Notice that $\ln(\color{blue}{\sqrt{\color{black}{x}}}) = \ln(x^{\color{blue}{\frac{1}{2}}}) = \color{blue}{\frac{1}{2}}\ln(x)$ and that $\ln(y) \color{red}{+} \ln(z) = \ln(y \color{red}{\cdot} z)$ for all $x,y,z > 0$. Using these identities, let us re-write the maximum entropy, $\frac{1}{2} + \ln(\sqrt{2\pi}\sigma)$, as follows: $$ \begin{align} \frac{1}{2} + \ln(\sqrt{2\pi}\sigma) &= \frac{1}{2} + \ln(\color{blue}{\sqrt{\color{black}{2\pi\sigma^2}}}) \\ &= \frac{1}{2} + \color{blue}{\frac{1}{2}}\ln(2\pi\sigma^2) \\ &= \frac{1}{2}(1 + \ln(2\pi\sigma^2)) \\ &= \frac{1}{2}(\ln(\mathrm{e}) \color{red}{+} \ln(2\pi\sigma^2)) = \frac{1}{2}\ln(\mathrm{e}\color{red}{\cdot}2\pi\sigma^2) \end{align} $$ So, the entropy reported in Wikipedia is correct.

Solution 2:

For continuous distribution like Normal/Gaussian we compute the differential entropy.

You can find the derivation here http://www.biopsychology.org/norwich/isp/chap8.pdf

For more info on differential entropy I recommend the book "Elements of Information Theory" by Cover and Thomas.

Solution 3:

You have already gotten some good answers, I thought I could add something more of use which is not really an answer, but maybe good if you find differential entropy to be a strange concept.

Since we can not store a real or continuous number exactly, entropy for continuous distributions conceptually mean something different than entropy for discrete distributions.

It means the information required except for the resolution of representation.
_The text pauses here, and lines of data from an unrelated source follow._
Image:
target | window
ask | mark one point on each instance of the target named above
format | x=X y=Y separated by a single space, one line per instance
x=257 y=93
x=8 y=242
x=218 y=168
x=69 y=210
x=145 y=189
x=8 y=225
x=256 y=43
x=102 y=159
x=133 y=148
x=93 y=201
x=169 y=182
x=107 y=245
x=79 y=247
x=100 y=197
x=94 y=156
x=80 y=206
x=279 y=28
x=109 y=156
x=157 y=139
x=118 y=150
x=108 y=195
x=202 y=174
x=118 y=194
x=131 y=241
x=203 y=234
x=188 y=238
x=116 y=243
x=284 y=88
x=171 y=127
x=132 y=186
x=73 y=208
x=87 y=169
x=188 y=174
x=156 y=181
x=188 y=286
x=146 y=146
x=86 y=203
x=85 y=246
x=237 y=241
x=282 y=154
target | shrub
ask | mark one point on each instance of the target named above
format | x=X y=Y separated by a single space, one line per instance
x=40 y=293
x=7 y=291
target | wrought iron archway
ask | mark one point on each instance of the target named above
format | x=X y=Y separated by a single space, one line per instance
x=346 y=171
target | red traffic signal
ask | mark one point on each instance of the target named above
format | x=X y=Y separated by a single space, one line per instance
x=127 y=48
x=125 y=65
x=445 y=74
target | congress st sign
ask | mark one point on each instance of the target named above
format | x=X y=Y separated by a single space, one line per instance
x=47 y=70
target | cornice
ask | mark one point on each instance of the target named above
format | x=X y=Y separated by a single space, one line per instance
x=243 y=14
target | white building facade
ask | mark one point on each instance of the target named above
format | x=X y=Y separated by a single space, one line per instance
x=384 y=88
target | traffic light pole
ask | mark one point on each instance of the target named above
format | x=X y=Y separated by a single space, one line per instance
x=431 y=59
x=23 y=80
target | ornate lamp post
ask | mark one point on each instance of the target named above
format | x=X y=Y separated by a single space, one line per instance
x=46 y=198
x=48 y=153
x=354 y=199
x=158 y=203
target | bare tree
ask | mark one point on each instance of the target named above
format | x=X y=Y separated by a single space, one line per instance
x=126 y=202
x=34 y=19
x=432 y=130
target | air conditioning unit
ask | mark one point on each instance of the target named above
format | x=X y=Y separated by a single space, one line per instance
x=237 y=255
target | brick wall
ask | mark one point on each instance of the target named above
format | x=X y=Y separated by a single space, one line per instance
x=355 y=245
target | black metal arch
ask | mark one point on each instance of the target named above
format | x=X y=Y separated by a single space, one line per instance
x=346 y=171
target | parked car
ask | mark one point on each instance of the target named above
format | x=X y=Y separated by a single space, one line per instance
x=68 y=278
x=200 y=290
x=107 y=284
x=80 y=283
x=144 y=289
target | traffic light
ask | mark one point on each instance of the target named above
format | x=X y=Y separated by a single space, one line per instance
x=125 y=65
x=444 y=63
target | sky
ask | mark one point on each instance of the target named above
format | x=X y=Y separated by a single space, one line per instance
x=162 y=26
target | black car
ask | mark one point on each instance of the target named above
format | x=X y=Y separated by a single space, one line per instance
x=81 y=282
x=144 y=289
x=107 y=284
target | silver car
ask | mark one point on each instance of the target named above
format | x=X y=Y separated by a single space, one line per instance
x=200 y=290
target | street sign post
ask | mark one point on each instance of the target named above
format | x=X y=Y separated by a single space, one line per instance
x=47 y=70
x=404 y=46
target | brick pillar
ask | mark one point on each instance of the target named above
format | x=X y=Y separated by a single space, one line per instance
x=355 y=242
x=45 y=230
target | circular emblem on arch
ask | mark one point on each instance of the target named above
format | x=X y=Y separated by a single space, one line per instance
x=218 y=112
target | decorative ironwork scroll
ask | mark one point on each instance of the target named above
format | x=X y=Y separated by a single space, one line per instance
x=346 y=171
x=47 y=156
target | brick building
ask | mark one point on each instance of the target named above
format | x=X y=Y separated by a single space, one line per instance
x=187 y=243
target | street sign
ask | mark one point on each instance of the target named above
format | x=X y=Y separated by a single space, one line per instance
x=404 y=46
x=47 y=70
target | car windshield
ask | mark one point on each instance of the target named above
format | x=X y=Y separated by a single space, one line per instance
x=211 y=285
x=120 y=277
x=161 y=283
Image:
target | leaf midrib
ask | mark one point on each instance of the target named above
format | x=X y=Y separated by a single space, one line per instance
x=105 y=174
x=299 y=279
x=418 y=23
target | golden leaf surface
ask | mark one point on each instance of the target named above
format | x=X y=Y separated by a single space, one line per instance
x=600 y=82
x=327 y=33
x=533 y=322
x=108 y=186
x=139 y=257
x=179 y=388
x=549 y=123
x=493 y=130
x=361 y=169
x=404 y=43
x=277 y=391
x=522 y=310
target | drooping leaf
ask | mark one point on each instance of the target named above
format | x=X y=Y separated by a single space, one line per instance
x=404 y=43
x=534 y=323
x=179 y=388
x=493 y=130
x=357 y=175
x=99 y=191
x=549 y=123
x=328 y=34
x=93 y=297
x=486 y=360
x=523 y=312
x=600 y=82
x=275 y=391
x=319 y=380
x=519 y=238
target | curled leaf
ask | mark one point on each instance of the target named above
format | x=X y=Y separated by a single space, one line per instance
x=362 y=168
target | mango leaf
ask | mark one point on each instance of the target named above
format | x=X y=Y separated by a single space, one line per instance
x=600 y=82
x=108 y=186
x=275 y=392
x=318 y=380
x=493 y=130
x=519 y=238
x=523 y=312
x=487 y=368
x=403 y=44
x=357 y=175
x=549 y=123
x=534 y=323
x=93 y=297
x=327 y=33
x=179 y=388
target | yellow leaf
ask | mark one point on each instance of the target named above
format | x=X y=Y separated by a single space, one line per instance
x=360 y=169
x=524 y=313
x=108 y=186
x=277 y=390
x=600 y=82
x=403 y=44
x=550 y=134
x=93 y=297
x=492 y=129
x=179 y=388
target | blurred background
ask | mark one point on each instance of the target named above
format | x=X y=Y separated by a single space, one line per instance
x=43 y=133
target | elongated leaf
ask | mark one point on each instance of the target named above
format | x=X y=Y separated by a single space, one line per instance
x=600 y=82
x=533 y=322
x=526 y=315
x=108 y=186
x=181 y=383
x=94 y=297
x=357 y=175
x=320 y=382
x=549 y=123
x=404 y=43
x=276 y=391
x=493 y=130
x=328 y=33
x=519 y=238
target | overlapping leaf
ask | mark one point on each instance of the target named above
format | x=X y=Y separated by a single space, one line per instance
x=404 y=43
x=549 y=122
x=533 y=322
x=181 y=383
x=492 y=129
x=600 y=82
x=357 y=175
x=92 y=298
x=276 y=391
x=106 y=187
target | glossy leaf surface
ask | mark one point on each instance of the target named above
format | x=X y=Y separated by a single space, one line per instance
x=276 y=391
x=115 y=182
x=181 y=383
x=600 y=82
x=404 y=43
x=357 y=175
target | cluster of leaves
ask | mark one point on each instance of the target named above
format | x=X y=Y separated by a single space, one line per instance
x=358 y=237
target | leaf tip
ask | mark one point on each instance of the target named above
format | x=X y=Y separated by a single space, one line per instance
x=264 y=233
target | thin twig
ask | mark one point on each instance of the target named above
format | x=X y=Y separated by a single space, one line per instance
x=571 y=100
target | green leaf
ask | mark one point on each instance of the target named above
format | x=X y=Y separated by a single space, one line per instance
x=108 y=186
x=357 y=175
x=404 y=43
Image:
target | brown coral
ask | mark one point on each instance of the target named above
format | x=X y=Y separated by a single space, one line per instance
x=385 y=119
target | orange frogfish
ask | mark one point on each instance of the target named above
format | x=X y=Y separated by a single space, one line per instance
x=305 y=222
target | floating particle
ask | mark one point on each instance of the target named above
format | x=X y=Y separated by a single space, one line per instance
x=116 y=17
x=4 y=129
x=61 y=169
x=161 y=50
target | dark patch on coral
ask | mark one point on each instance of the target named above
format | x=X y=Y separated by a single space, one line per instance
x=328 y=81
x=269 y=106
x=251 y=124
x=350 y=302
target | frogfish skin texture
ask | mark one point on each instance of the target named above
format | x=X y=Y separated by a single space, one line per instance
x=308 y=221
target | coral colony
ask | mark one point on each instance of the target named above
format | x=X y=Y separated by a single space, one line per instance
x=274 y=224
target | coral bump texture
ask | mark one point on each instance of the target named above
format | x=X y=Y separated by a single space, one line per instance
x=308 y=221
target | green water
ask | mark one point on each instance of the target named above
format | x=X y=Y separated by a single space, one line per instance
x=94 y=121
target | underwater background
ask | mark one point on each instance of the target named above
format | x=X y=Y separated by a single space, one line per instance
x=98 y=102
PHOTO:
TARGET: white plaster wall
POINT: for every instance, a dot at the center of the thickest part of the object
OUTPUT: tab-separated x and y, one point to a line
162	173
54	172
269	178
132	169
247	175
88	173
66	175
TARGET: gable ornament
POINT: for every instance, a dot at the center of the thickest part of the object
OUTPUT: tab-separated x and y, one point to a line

Take for example the uniform distribution on $[0,2^a-1]$ for an integer $a$. At integer resolution it will have $2^a$ equiprobable states and that would give $a$ bits of entropy. Also, the differential entropy is $\log(2^a-0)$, which happens to be the same. But if we want another resolution, lesser or more bits are of course required. Double resolution ($\pm 0.5$) would require 1 more bit (on average).